The Experts’ Verdict:
“The team needs to score, not you,” soccer legend Thierry Henry observed post-match on the broadcast. “Because he wants to score so badly, he goes into the path of the backpass. It makes it so much easier to defend.”
Zlatan Ibrahimović echoed the sentiment bluntly: “Obviously, you made the wrong choice here, Cristiano.”
The Dilemma for Roberto Martínez
Every legend earns a long leash, but Portugal manager Roberto Martínez is facing a massive tactical conundrum. Portugal boasts one of the deepest, most terrifyingly talented pools of attacking players on earth—featuring Diogo Jota, Rafael Leão, Gonçalo Ramos, and João Félix. Yet, Martínez continues to design his entire system around a 41-year-old operating out of the Saudi Pro League.
When asked post-game why he refused to sub Ronaldo out against DR Congo, Martínez defended his captain: “It makes no sense to get the best goal scorer in world football out in a game that you need goals.”
But that statement ignores the current reality of the tape. Ronaldo is no longer that unstoppable goalscorer at the absolute highest level. His presence forces elite creators like Bruno Fernandes and Bernardo Silva to constantly force-feed him the ball, rendering Portugal predictable and easy to compress.
Far From Over?
Portugal’s World Cup is far from over. They continue Group K play against Uzbekistan before finishing the group stage against a dangerous Colombia side. Ronaldo himself remains defiant, telling reporters, “It wasn’t the start we wanted, but this is far from over. Heads up and focus on the next game.”

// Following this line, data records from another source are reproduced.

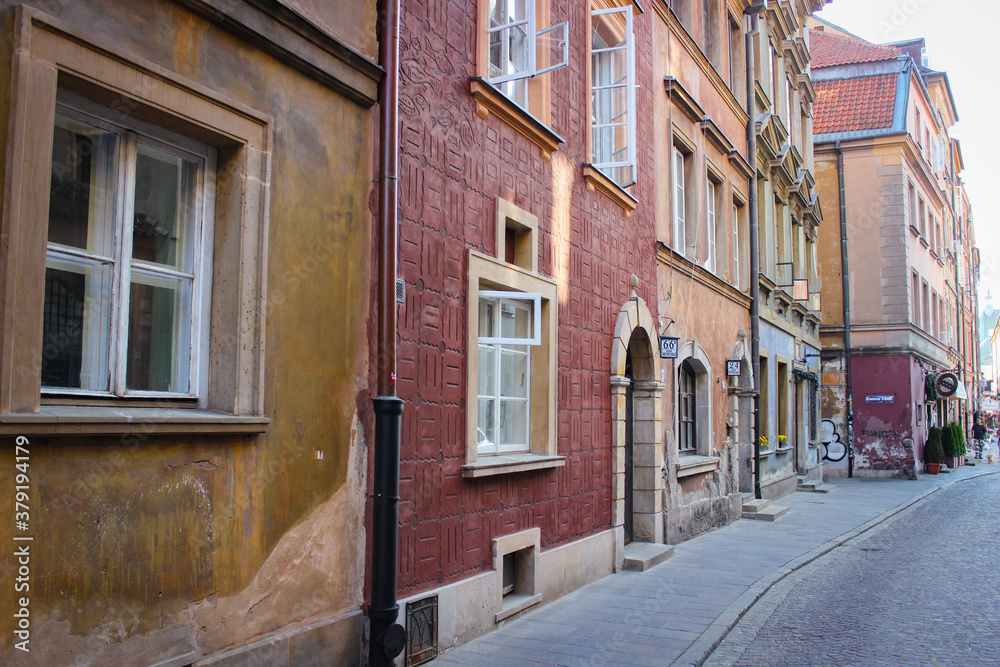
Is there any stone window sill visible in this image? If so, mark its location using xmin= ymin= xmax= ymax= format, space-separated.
xmin=469 ymin=76 xmax=565 ymax=162
xmin=677 ymin=454 xmax=719 ymax=478
xmin=0 ymin=405 xmax=271 ymax=435
xmin=462 ymin=454 xmax=566 ymax=477
xmin=583 ymin=164 xmax=639 ymax=218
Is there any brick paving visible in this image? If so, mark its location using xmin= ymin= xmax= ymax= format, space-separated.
xmin=705 ymin=475 xmax=1000 ymax=667
xmin=432 ymin=463 xmax=1000 ymax=667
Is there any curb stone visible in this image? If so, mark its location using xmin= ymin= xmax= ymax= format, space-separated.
xmin=671 ymin=470 xmax=1000 ymax=667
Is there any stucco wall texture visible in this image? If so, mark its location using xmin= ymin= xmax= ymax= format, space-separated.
xmin=0 ymin=0 xmax=375 ymax=665
xmin=390 ymin=0 xmax=656 ymax=597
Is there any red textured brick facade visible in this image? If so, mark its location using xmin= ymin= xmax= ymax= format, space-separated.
xmin=388 ymin=0 xmax=656 ymax=596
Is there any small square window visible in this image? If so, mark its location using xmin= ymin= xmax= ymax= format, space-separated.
xmin=590 ymin=7 xmax=636 ymax=188
xmin=41 ymin=94 xmax=215 ymax=398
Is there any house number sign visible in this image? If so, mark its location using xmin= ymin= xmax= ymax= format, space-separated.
xmin=660 ymin=336 xmax=678 ymax=359
xmin=937 ymin=372 xmax=958 ymax=398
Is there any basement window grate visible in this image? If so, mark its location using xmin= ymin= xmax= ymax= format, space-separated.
xmin=406 ymin=595 xmax=438 ymax=667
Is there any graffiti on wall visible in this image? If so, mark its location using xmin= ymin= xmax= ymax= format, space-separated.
xmin=819 ymin=419 xmax=847 ymax=463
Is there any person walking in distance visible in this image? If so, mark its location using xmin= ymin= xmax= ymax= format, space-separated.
xmin=972 ymin=417 xmax=986 ymax=459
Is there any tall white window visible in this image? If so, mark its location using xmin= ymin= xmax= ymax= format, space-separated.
xmin=590 ymin=6 xmax=635 ymax=187
xmin=729 ymin=204 xmax=740 ymax=289
xmin=672 ymin=146 xmax=687 ymax=255
xmin=41 ymin=93 xmax=215 ymax=397
xmin=705 ymin=178 xmax=718 ymax=273
xmin=476 ymin=291 xmax=542 ymax=454
xmin=785 ymin=79 xmax=795 ymax=135
xmin=486 ymin=0 xmax=569 ymax=109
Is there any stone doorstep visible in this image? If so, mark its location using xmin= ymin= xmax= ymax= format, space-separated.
xmin=743 ymin=498 xmax=771 ymax=516
xmin=799 ymin=479 xmax=837 ymax=493
xmin=743 ymin=505 xmax=788 ymax=521
xmin=625 ymin=542 xmax=674 ymax=572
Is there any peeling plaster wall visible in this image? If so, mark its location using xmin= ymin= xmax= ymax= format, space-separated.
xmin=0 ymin=0 xmax=375 ymax=666
xmin=851 ymin=355 xmax=923 ymax=478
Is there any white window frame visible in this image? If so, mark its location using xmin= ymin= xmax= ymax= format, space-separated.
xmin=590 ymin=6 xmax=636 ymax=188
xmin=41 ymin=91 xmax=217 ymax=399
xmin=705 ymin=177 xmax=718 ymax=273
xmin=486 ymin=0 xmax=569 ymax=94
xmin=671 ymin=146 xmax=687 ymax=256
xmin=479 ymin=290 xmax=542 ymax=345
xmin=729 ymin=202 xmax=740 ymax=289
xmin=474 ymin=290 xmax=542 ymax=456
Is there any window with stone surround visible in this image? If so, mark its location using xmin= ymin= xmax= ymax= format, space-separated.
xmin=677 ymin=361 xmax=698 ymax=454
xmin=41 ymin=91 xmax=216 ymax=399
xmin=486 ymin=0 xmax=569 ymax=111
xmin=0 ymin=9 xmax=271 ymax=434
xmin=590 ymin=6 xmax=636 ymax=188
xmin=462 ymin=199 xmax=564 ymax=477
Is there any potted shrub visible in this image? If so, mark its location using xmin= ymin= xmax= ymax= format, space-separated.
xmin=924 ymin=426 xmax=944 ymax=475
xmin=941 ymin=424 xmax=958 ymax=468
xmin=941 ymin=422 xmax=965 ymax=468
xmin=955 ymin=422 xmax=968 ymax=466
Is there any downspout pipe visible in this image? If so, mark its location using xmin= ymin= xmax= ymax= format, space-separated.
xmin=743 ymin=0 xmax=767 ymax=500
xmin=368 ymin=0 xmax=406 ymax=667
xmin=835 ymin=141 xmax=854 ymax=477
xmin=948 ymin=141 xmax=972 ymax=433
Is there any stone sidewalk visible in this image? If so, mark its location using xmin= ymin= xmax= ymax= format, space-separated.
xmin=432 ymin=462 xmax=1000 ymax=667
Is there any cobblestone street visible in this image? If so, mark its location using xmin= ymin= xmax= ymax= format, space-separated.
xmin=705 ymin=475 xmax=1000 ymax=667
xmin=432 ymin=463 xmax=1000 ymax=667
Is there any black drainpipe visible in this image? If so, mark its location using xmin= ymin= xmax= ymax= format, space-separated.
xmin=744 ymin=0 xmax=765 ymax=500
xmin=835 ymin=141 xmax=854 ymax=477
xmin=368 ymin=0 xmax=406 ymax=667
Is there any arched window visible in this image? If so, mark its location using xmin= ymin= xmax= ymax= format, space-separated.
xmin=677 ymin=361 xmax=698 ymax=452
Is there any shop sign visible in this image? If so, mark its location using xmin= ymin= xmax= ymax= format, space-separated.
xmin=660 ymin=336 xmax=680 ymax=359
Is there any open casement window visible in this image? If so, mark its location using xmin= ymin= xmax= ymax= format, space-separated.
xmin=486 ymin=0 xmax=569 ymax=109
xmin=41 ymin=93 xmax=215 ymax=398
xmin=476 ymin=290 xmax=542 ymax=455
xmin=729 ymin=202 xmax=741 ymax=289
xmin=590 ymin=6 xmax=636 ymax=188
xmin=705 ymin=178 xmax=719 ymax=273
xmin=677 ymin=362 xmax=698 ymax=454
xmin=671 ymin=146 xmax=687 ymax=255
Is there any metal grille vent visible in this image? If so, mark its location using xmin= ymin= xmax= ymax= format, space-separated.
xmin=406 ymin=595 xmax=437 ymax=667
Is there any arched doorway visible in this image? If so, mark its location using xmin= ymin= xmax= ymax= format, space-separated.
xmin=624 ymin=350 xmax=635 ymax=544
xmin=611 ymin=293 xmax=663 ymax=566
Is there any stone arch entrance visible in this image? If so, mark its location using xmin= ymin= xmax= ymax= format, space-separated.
xmin=611 ymin=291 xmax=663 ymax=568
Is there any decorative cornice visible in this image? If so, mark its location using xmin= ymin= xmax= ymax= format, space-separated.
xmin=176 ymin=0 xmax=383 ymax=107
xmin=469 ymin=76 xmax=565 ymax=161
xmin=663 ymin=76 xmax=705 ymax=123
xmin=701 ymin=116 xmax=734 ymax=154
xmin=583 ymin=164 xmax=639 ymax=218
xmin=656 ymin=241 xmax=750 ymax=308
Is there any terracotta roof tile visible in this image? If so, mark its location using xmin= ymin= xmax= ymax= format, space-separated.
xmin=813 ymin=74 xmax=896 ymax=134
xmin=809 ymin=30 xmax=901 ymax=67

No one expects Ronaldo to lose his elite mindset; it’s the very trait that made him immortal. But international football waits for no one. If Portugal is to fulfill its potential as a pre-tournament favorite, Ronaldo must either accept a highly disciplined, complementary role inside the box, or Martínez must make the ultimate tactical sacrifice. If neither happens, this 10-game drought won’t just be a statistical anomaly—it will be the definitive blueprint for how Portugal’s golden generation was held back by its greatest icon.